Re: [PATCH v2 0/2] mm/mprotect: micro-optimization work

From: Luke Yang

Date: Mon Mar 30 2026 - 16:01:56 EST

Hi Pedro,

Thanks for working on this. I just wanted to share that we've created a
test kernel with your patches and tested on the following CPUs:

--- aarch64 ---
Ampere Altra
Ampere Altra Max

--- x86_64 ---
AMD EPYC 7713
AMD EPYC 7351
AMD EPYC 7542
AMD EPYC 7573X
AMD EPYC 7702
AMD EPYC 9754
Intel Xeon Gold 6126
Into Xeon Gold 6330
Intel Xeon Gold 6530
Intel Xeon Platinum 8351N
Intel Core i7-6820HQ

--- ppc64le ---
IBM Power 10

On average, we see improvements ranging from a minimum of 5% to a
maximum of 55%, with most improvements showing around a 25% speed up in
the libmicro/mprot_tw4m micro benchmark.

Thanks,
Luke

On Tue, Mar 24, 2026 at 11:44 AM Pedro Falcato <pfalcato@xxxxxxx> wrote:
>
> Micro-optimize the change_protection functionality and the
> change_pte_range() routine.

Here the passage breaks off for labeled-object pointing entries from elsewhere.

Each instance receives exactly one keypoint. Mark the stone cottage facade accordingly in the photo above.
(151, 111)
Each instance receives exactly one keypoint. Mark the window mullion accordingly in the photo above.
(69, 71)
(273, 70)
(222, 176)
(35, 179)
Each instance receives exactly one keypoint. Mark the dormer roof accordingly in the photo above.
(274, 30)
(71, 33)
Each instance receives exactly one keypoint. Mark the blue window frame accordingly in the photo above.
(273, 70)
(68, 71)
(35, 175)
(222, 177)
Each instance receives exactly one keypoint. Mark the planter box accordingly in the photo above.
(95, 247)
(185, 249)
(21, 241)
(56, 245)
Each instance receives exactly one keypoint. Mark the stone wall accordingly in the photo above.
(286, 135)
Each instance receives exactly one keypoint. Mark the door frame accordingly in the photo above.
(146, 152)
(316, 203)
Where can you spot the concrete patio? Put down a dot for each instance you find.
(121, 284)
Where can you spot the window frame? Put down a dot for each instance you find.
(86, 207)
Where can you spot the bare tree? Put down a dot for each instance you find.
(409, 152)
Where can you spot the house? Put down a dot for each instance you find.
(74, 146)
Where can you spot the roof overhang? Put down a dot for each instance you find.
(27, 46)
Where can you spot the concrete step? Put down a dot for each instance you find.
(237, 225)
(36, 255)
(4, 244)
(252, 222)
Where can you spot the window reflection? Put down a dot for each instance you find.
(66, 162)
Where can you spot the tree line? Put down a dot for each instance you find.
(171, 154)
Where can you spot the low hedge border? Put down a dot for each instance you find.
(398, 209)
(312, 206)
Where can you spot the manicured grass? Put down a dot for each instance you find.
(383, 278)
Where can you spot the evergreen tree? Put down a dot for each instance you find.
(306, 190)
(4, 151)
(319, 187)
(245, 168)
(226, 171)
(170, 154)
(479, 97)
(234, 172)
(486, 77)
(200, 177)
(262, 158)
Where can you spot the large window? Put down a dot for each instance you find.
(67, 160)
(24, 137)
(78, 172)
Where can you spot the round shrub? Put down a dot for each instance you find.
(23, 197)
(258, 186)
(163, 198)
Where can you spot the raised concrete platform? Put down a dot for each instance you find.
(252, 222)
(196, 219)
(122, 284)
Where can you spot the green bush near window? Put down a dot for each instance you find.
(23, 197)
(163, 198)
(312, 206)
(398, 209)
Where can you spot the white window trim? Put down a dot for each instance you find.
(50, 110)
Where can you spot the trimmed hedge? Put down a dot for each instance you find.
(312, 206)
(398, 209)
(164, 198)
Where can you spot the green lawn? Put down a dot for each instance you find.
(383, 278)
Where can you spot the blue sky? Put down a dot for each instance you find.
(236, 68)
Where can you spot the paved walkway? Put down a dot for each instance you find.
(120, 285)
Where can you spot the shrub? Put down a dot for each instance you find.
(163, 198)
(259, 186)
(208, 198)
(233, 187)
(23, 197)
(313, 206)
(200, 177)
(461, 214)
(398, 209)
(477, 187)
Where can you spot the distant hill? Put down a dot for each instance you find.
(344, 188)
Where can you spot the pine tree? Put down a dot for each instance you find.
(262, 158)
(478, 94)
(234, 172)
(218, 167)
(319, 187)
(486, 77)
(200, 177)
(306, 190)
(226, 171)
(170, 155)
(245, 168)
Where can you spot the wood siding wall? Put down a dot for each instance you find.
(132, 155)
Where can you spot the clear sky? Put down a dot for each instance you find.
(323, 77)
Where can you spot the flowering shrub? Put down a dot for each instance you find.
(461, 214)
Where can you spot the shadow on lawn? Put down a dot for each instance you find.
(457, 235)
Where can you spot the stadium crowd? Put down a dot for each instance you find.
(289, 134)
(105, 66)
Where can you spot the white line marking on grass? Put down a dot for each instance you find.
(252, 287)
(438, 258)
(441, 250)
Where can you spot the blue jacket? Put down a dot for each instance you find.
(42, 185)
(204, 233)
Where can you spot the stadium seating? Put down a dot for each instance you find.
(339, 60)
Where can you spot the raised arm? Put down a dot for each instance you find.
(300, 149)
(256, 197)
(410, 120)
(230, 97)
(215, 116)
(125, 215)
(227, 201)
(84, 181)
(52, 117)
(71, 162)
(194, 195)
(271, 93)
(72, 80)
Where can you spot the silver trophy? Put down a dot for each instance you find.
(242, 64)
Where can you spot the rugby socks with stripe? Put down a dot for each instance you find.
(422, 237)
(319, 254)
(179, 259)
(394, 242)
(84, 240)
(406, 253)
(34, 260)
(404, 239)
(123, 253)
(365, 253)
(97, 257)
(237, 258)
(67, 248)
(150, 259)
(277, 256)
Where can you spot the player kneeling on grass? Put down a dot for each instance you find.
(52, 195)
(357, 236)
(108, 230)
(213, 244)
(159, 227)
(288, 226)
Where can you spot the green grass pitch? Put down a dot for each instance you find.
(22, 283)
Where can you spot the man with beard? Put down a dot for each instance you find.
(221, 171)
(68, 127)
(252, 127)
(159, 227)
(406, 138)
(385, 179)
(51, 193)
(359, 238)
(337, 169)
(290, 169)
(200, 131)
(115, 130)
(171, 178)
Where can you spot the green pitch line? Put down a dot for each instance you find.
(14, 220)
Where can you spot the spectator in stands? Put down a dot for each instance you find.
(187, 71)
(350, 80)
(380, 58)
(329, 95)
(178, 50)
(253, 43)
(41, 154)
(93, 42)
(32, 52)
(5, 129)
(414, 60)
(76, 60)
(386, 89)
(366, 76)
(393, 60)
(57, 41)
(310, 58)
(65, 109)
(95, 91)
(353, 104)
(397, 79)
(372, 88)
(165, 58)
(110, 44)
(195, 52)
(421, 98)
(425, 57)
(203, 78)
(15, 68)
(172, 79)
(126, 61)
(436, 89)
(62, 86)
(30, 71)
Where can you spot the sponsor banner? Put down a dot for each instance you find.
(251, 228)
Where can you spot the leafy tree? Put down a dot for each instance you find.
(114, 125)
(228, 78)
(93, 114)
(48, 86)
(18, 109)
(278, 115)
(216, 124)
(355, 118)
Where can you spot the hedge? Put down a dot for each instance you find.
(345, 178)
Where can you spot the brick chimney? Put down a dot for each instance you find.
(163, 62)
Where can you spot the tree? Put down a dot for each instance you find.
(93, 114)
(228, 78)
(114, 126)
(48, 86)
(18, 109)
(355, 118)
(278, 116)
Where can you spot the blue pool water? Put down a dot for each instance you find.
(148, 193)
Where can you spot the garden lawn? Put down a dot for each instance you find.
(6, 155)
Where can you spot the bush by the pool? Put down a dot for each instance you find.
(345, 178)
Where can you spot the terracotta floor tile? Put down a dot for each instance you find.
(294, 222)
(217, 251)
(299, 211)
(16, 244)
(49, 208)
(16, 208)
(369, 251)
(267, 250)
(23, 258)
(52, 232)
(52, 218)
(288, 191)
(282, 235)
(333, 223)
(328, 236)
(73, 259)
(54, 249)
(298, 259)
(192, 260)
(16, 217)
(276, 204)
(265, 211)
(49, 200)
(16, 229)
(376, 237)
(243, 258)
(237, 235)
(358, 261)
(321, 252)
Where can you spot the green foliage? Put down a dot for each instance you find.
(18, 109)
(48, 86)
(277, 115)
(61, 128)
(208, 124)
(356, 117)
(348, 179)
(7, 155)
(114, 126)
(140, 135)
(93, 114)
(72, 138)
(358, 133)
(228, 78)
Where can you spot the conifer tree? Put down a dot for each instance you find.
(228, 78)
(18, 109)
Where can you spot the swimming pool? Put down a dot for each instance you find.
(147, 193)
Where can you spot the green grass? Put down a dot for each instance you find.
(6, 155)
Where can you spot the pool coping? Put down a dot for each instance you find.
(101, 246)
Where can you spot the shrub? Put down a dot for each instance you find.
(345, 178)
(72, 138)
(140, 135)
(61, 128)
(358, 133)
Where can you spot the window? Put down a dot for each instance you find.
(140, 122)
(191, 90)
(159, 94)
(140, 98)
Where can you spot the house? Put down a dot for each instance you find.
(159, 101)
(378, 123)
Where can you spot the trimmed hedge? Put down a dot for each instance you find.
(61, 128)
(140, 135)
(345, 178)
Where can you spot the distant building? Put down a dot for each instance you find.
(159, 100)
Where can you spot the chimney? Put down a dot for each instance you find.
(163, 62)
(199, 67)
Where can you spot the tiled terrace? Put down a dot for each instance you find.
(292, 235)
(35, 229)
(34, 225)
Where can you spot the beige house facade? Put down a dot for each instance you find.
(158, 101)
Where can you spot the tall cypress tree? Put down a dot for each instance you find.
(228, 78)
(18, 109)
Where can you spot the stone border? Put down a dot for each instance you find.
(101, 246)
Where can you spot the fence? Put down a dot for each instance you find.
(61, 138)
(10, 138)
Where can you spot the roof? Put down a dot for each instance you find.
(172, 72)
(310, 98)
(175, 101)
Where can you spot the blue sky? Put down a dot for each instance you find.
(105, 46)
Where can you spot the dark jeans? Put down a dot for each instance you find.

This set of functions works in an incredibly
> tight loop, and even small inefficiencies are incredibly evident when spun
> hundreds, thousands or hundreds of thousands of times.
>
> There was an attempt to keep the batching functionality as much as possible,
> which introduced some part of the slowness, but not all of it. Removing it
> for !arm64 architectures would speed mprotect() up even further, but could
> easily pessimize cases where large folios are mapped (which is not as rare
> as it seems, particularly when it comes to the page cache these days).
>
> The micro-benchmark used for the tests was [0] (usable using google/benchmark
> and g++ -O2 -lbenchmark repro.cpp)
>
> This resulted in the following (first entry is baseline):
>
> ---------------------------------------------------------
> Benchmark Time CPU Iterations
> ---------------------------------------------------------
> mprotect_bench 85967 ns 85967 ns 6935
> mprotect_bench 73374 ns 73373 ns 9602
>
>
> After the patchset we can observe a 14% speedup in mprotect. Wonderful
> for the elusive mprotect-based workloads!
>
> Testing & more ideas welcome. I suspect there is plenty of improvement possible
> but it would require more time than what I have on my hands right now. The
> entire inlined function (which inlines into change_protection()) is gigantic
> - I'm not surprised this is so finnicky.
>
> Note: per my profiling, the next _big_ bottleneck here is modify_prot_start_ptes,
> exactly on the xchg() done by x86. ptep_get_and_clear() is _expensive_. I don't think
> there's a properly safe way to go about it since we do depend on the D bit
> quite a lot. This might not be such an issue on other architectures.
>
>
> [0]: https://gist.github.com/heatd/1450d273005aba91fa5744f44dfcd933
> Link: https://lore.kernel.org/all/aY8-XuFZ7zCvXulB@xxxxxxxxxxxxxxxxxxxxxxxxxxxxxxxxx/
>
> Cc: Vlastimil Babka <vbabka@xxxxxxxxxx>
> Cc: Jann Horn <jannh@xxxxxxxxxx>
> Cc: David Hildenbrand <david@xxxxxxxxxx>
> Cc: Dev Jain <dev.jain@xxxxxxx>
> Cc: Luke Yang <luyang@xxxxxxxxxx>
> Cc: jhladky@xxxxxxxxxx
> Cc: linux-mm@xxxxxxxxx
> Cc: linux-kernel@xxxxxxxxxxxxxxx
>
> v2:
> - Addressed Sashiko's concerns
> - Picked up Lorenzo's R-b's (thank you!)
> - Squashed patch 1 and 4 into a single one (David)
> - Renamed the softleaf leaf function (David)
> - Dropped controversial noinlines & patch 3 (Lorenzo & David)
>
> v1:
> https://lore.kernel.org/linux-mm/20260319183108.1105090-1-pfalcato@xxxxxxx/
>
> Pedro Falcato (2):
> mm/mprotect: move softleaf code out of the main function
> mm/mprotect: special-case small folios when applying write permissions
>
> mm/mprotect.c | 146 ++++++++++++++++++++++++++++----------------------
> 1 file changed, 81 insertions(+), 65 deletions(-)
>
> --
> 2.53.0
>